Received: December 21, 2020
Peer-review started: December 21, 2020
First decision: January 11, 2021
Revised: January 14, 2021
Accepted: March 11, 2021
Article in press: March 11, 2021
Published online: April 15, 2021
Processing time: 108 Days and 22.6 Hours

Abstract

Hepatocellular carcinoma (HCC) is the fourth leading cause of cancer-related deaths worldwide. The prognosis of patients with HCC remains poor largely due to the late diagnosis and lack of effective treatments. Despite being widely used, alpha-fetoprotein serology and ultrasonography have limited diagnostic performance for early-stage HCC. The emergence of omics strategies has contributed to significant advances in the development of non-invasive biomarkers for the early diagnosis of HCC including proteins, metabolites, circulating tumor deoxyribonucleic acid, and circulating non-coding ribonucleic acid. Early diagnosis is beneficial to patients as it increases the proportion who can be treated with curative treatment, thus prolonging survival outcomes. Currently, multiple clinical trials involving locoregional, systemic therapies, and combinations of these modalities are changing therapeutic strategies for different stage HCC. Success in several preclinical trials that involve immunotherapeutic innovations has created the potential to complement and enforce other treatment strategies in the future. This review summarizes the most recent advances in non-invasive early molecular detection, current therapy strategies, and potential immunotherapeutic innovations of HCC.
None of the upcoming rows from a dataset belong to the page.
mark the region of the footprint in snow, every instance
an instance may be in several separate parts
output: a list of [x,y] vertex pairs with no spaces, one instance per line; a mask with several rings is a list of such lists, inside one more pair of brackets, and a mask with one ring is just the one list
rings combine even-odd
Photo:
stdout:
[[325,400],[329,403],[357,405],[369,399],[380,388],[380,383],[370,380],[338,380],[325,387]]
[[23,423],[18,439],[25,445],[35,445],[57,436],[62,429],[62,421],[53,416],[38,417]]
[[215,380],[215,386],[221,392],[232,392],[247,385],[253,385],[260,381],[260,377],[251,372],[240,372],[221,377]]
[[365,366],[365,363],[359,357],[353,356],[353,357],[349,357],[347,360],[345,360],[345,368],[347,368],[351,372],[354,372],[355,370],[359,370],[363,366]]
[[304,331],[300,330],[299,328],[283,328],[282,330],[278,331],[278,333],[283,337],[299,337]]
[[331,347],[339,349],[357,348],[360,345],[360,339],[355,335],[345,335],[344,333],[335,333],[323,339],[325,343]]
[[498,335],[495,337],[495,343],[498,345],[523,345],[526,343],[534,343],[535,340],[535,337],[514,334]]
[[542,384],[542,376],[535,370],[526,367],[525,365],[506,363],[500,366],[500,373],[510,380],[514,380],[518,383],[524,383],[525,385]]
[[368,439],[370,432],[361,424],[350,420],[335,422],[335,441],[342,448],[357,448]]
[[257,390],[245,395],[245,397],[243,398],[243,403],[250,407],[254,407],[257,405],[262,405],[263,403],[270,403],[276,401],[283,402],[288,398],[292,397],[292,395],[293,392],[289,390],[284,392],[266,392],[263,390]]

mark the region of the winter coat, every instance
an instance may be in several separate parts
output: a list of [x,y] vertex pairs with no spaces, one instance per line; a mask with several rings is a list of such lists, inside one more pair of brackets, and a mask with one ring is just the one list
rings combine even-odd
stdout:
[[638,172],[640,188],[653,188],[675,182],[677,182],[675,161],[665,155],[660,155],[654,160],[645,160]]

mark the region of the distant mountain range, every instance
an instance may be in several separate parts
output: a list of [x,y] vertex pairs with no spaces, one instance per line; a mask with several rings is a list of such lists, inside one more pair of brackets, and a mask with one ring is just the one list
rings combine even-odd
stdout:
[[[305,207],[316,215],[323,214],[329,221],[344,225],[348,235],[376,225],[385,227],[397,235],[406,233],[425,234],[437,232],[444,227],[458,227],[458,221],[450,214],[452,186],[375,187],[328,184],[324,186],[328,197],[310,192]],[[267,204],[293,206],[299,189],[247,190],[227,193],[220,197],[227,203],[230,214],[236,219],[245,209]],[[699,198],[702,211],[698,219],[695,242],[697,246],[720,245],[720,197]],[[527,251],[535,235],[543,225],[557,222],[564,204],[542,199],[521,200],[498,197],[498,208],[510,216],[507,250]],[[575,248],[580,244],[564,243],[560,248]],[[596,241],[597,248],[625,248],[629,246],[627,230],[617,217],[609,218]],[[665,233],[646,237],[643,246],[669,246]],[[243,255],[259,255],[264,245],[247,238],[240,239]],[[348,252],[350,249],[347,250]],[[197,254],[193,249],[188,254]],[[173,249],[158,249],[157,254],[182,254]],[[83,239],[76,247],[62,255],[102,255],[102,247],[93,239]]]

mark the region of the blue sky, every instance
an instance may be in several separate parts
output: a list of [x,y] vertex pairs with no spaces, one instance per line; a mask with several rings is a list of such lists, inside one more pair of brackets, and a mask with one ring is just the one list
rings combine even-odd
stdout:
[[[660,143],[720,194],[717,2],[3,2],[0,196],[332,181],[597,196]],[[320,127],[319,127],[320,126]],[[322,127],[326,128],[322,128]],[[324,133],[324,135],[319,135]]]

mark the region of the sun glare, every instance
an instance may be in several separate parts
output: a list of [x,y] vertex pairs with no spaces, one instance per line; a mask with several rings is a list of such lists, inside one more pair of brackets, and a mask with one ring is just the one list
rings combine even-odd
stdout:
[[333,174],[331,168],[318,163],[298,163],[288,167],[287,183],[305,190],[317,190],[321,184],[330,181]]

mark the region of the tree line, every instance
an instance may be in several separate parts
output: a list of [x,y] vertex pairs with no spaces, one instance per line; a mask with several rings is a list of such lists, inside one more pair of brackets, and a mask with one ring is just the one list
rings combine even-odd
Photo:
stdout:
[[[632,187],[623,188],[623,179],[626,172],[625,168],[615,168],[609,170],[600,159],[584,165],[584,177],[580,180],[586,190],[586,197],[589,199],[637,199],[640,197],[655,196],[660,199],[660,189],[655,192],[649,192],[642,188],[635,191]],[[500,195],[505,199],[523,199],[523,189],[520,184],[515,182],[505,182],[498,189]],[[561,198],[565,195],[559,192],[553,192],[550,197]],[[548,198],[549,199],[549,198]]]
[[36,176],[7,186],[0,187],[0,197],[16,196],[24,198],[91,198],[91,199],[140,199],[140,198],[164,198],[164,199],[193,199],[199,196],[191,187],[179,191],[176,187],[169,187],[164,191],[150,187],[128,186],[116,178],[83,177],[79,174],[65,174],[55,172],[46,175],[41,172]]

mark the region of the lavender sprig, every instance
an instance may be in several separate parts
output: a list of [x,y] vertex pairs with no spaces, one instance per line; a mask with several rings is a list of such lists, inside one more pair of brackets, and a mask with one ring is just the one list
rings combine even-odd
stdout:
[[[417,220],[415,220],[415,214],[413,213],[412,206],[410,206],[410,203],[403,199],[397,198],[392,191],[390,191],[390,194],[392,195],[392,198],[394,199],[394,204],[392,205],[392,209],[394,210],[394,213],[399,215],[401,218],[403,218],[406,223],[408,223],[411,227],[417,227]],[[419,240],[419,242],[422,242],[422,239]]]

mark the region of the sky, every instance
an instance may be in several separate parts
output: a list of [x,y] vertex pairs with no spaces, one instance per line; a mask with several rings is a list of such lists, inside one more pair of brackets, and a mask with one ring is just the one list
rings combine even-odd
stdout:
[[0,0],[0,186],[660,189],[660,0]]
Keywords: Hepatocellular carcinoma; Early detection; Biomarker; Therapeutic strategies; Immunotherapeutic innovations

Core Tip: Long-term survival relies upon early diagnosis and timely treatment for patients with hepatocellular carcinoma (HCC). In this review, an update on the non-invasive early molecular detection and therapeutic strategies associated with HCC is discussed, focusing on omics-related biomarkers (e.g., proteins, metabolites, circulating tumor deoxyribonucleic acid, circulating non-coding ribonucleic acid), locoregional and systemic therapies for treating different stages of HCC, as well as potential immunotherapeutic innovations (e.g., adoptive cell transfer therapy).